Experimental and Theoretical Investigations of Electromagnetic Radiation Emission from Soft and Hard PZT Ceramics

Abstract

Electromagnetic radiation (EMR) signals from soft (SP 5A) and hard (SP 4) PZT ceramics under the influence of alternating electric fields have been investigated. The 180° oscillations of dipoles present in the piezoelectric ceramics give rise to EMR voltage signals. The soft PZT shows higher EMR signals as compared to the hard PZT which is due to the ease in the movement of dipoles in the soft PZT because of the existing vacancies which is its characteristic feature. On the other hand, the hard PZT having no vacancies does not allow that much free movement of dipoles under the effect of the external stimulus. The EMR signals have been measured using the non-contact detection technique in which an annular antenna made up of copper was placed around the samples to obtain the EMR signals which were measured during the application of an alternating electric field on the samples.

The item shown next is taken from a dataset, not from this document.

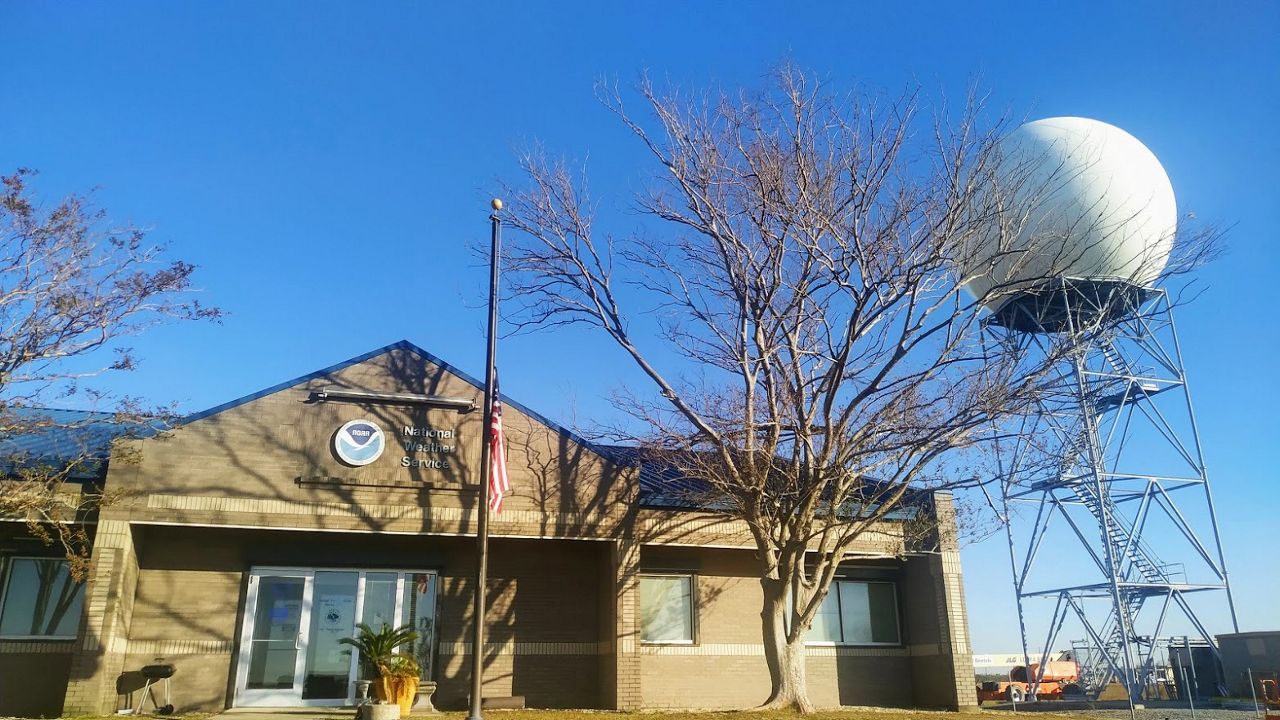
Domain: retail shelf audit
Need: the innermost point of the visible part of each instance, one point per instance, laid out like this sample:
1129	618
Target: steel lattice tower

The effect of frequency has been experimentally explored and it has been observed that the EMR signal increases with the increase in the frequency of the applied alternating electric field due to the increase in the frequency of oscillations of the dipoles. When the EMR voltage is measured with increasing distance from the sample, it shows the decaying pattern which matches the pattern with which electromagnetic radiations fall off with distance. The results from the analytical model are in agreement with the experimental results. These materials and measurement technique show their potential for wireless sensing applications using piezoelectric materials which have the potential to replace the currently used wired sensors.